For a broader unit overview that covers teaspoons, tablespoons, pints, quarts, and gallons alongside the mL, L, fl oz, and cup rows, the Volume Converter keeps every common volume unit in one panel.

Grams in mL converter interface with grams input, substance density selector, custom g/mL field, and milliliter, liter, fl oz, and cup outputs
Grams in mL converter interface with grams input, substance density selector, custom g/mL field, and milliliter, liter, fl oz, and cup outputs

Frequently Asked Questions

Q: How many mL are in one gram?

A: One gram is exactly 1 mL for any substance with a density of 1.000 g/mL, which is most usefully water at 4 degrees Celsius. For a denser material like honey at 1.420 g/mL, one gram is about 0.704 mL, and for a less dense oil at 0.920 g/mL, one gram is about 1.087 mL.

Q: How do you convert grams to mL?

A: Divide the mass in grams by the density of the substance in grams per milliliter. So 250 g of water divided by 1.000 g/mL gives 250 mL, and 250 g of honey divided by 1.420 g/mL gives about 176.06 mL. The density controls the result.

Q: Is 1 gram the same as 1 mL?

A: Only for substances with a density of 1.000 g/mL, which is most usefully water at 4 degrees Celsius. For honey, oil, milk, mercury, or any other substance, the gram and the milliliter describe different amounts of material, and the conversion depends on density.

Q: What formula converts grams to milliliters?

A: The formula is mL = grams / density (g/mL). The reverse formula, for the mL to grams direction, is grams = mL x density.

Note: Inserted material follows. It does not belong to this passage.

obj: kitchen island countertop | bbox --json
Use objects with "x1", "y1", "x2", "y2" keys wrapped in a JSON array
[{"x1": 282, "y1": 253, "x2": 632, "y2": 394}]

Both use the same grams-per-milliliter value, and a custom density field can replace any preset when a tested or labeled value is available.

Q: How many mL is 100 grams of water?

A: 100 grams of water is exactly 100 mL because water at 4 degrees Celsius has a density of 1.000 g/mL. At ordinary kitchen temperatures the density is very close to 1 g/mL, so the same 100 g is still about 100.1 mL in practice.

Q: Why does the answer change for different substances?

A: Different substances have different densities, and the density controls how much volume a gram amount occupies. Honey, oil, milk, mercury, and gold all have a different grams-per-milliliter value, so the same gram amount produces a different mL result for each one.